Anderson’s excellent liner notes cover both the musical sources and the story of the project’s birth, offering straightforward explanations of her motivations and process. But briefly, amongst other things, Harry Smith was a beatnik and avid record collector, assembling his Anthology of American Folk Music like an early mix tape of a disappearing cultural landscape. What Greil Marcus called “the old weird America”. Released in 1952 to little enthusiasm it slowly became a foundational resource for multiple strands of American music, including Anderson’s own. An imperfect lens but an important one.
After his death Smith’s collection ended up at the Bob Dylan Center in Tulsa, in a locked back room.

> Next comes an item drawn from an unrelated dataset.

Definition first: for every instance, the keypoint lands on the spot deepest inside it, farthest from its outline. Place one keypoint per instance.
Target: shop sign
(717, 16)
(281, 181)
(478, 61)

This album is a result of Anderson’s determination to engage with the music hidden in that room and explore its mysteries. She approaches the collection with her ears and her heart, claiming no academic authority although I’m sure her knowledge far outstrips mine or yours. It is a record made in the spirit of exchange more than replication. From the vastness of Smith’s collection she drew her own selection, focussing not on the expected dusty Americana but on a rich seam of international releases, specifically from parts of the world America had been at war with during the past half century: The USSR, South East Asia, the Arabic and Islamic world.
At any given moment along that timeline there has been reason enough to despair of US adventures overseas but the promo for this came through just as Trump was first bombing hell out of Iran. A war that was supposed to be over in days but still rumbles along. In opposition to division this is a project of curiosity and fellow feeling, music as a universal language. Culture is a soft protest but a reminder of our shared humanity. As Anderson says “As the US becomes increasingly isolated and xenophobic I believe more and more in our shared responsibility to actively counter these reductionist narratives and reach across social and cultural divides”.
The music wears all this lightly but there are obvious differences to Anderson’s earlier records. While she plays everything here, aside from some violin by Gisela Rodríguez-Fernández, the sources are not flattened out by her playing, it still feels like a compilation. From the stillness of ‘Pair of Duduk’ to the sparkling ‘Rop Koh’ and the cycling minimalism of ‘Whistle Song’ each tune its own little world, not ghosts or shadows of their earlier selves, more like translations. Inevitably changed but continuous, adjusting to a new language.
I guess it’s a kind of creole, Anderson neither attempts to master new musical systems or instruments nor does she simply transpose everything over to her more usual style. She comes to the records as something to learn from. The collection she made from Smith’s is almost a thousand tunes, in the corner of the cover here, you’ll notice it says Vol.1 so I expect there’s much more still to come. Overlapping universes of music. The sound of people.